Pour Maastricht les choses étaient claires : pour ou contre une monnaie unique. Nous étions ensemble pour cette avancée fédérale. On ne mélangeait pas les voix entre souverainistes, populistes et fédéralistes.

Aujourd’hui, votre vote risque de brouiller les cartes. Si l’on peut émettre des critiques sur la Constitution, il faut aussi se demander à quoi sert de voter « non » »¦ Cette Constitution est sans doute trop longue, et parfois mal écrite. Nous en aurions aimé une plus belle avec une partie III lapidaire.
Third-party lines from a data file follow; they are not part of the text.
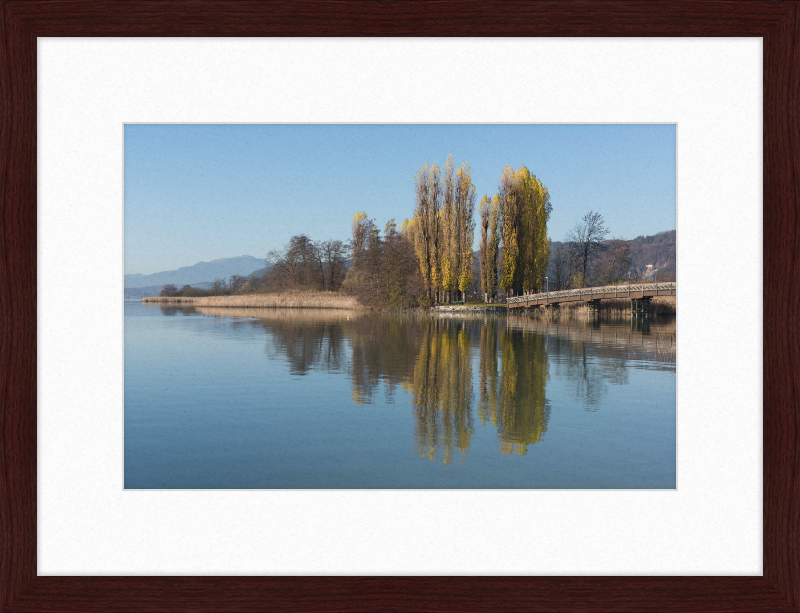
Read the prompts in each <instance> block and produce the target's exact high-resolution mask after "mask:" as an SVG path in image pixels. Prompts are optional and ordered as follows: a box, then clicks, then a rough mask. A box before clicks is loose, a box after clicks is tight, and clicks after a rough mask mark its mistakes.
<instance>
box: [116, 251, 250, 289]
mask: <svg viewBox="0 0 800 613" xmlns="http://www.w3.org/2000/svg"><path fill="white" fill-rule="evenodd" d="M260 268H264V260H263V259H262V258H254V257H253V256H251V255H241V256H239V257H236V258H222V259H219V260H211V261H210V262H198V263H197V264H195V265H193V266H182V267H181V268H179V269H178V270H167V271H164V272H156V273H153V274H152V275H142V274H138V273H136V274H129V275H125V291H126V294H127V293H128V291H127V290H128V289H129V288H130V289H133V288H151V287H158V288H159V291H160V290H161V288H162V287H164V286H165V285H167V284H169V283H171V284H173V285H177V286H178V287H183V286H184V285H199V284H201V283H209V284H210V283H211V282H213V281H214V279H216V278H217V277H219V278H222V279H228V278H229V277H230V276H231V275H243V276H247V275H249V274H250V273H252V272H254V271H256V270H258V269H260ZM150 295H152V294H150Z"/></svg>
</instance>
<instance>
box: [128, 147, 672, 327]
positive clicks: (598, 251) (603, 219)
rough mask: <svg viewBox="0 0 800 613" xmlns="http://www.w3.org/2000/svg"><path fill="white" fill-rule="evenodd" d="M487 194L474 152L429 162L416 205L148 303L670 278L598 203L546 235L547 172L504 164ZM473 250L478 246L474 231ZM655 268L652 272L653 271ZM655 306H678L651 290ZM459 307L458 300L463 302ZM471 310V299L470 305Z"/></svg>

On peut discuter à l’infini sur les avantages d’une compilation des traités existants ou d’une codification napoléonienne -débat bien français-. La vérité est qu’aucun Etat n’a voulu prendre le risque de détricoter l’acquis communautaire des 50 dernières années, à commencer par les articles très peu libéraux sur la politique agricole commune. Aucun Etat n’a voulu suivre le Président de la Commission européenne, Romano Prodi, lorsqu’il a proposé une procédure plus souple de révision de cette fameuse partie III sur les politiques de l’Union. On peut le regretter, mais non s’en scandaliser lorsqu’on a déjà voté en faveur de ces textes lors des consultations précédentes.